TIPS: Two Long(ish) Time Frame Backtests

Stage setting done, so now onto the testing. How would a portfolio with TIPS have done compared to other allocations? Two backtests here that go back as far as I can in the new ETF-based investing era: one back to 2001, and another back to late 2009.

đź’ˇ
This is the fifth post in my "RPC Investigates" series on Treasury Inflation-Protected Securities (TIPS). The first post introduced them and what I'm trying to do in this deep dive; the second was a Risk Parity Basics post explaining them from the ground up; the third differentiated between TIPS purchased individually and TIPS in funds. The fourth assembled five sources for more learning on TIPS.

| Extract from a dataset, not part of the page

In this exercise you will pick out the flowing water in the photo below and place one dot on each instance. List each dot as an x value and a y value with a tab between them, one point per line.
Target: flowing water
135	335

We’re really into the center of the conversation on TIPS by now, and so, to really get a handle on TIPS, I needed to fire up the ol’ portfolio backtester on Portfolio Visualizer and explore some questions. With this search, my goal was to find the longest time frame for backtests that I could, and in the next post, I’ll concentrate on some narrower and more recent time periods, especially with times where inflation has been/is high, since this should be the ideal situation for TIPS.

For both of the backtests below, I’m using the chassis of the Golden Butterfly portfolio since this is a simple, straight-forward portfolio that has a relatively large allocation to experiment with. Recall that this portfolio is:

  1. 20% Large-cap Growth stocks (using SPY when I specify an ETF)
  2. 20% Small-cap Value stocks (using VBR)
  3. 20% Long-term Treasuries (using TLT)
  4. 20% Gold (using GLD)

(By the way, these aren’t my preferred assets for these categories, but all have long histories so they won’t shorten the backtests).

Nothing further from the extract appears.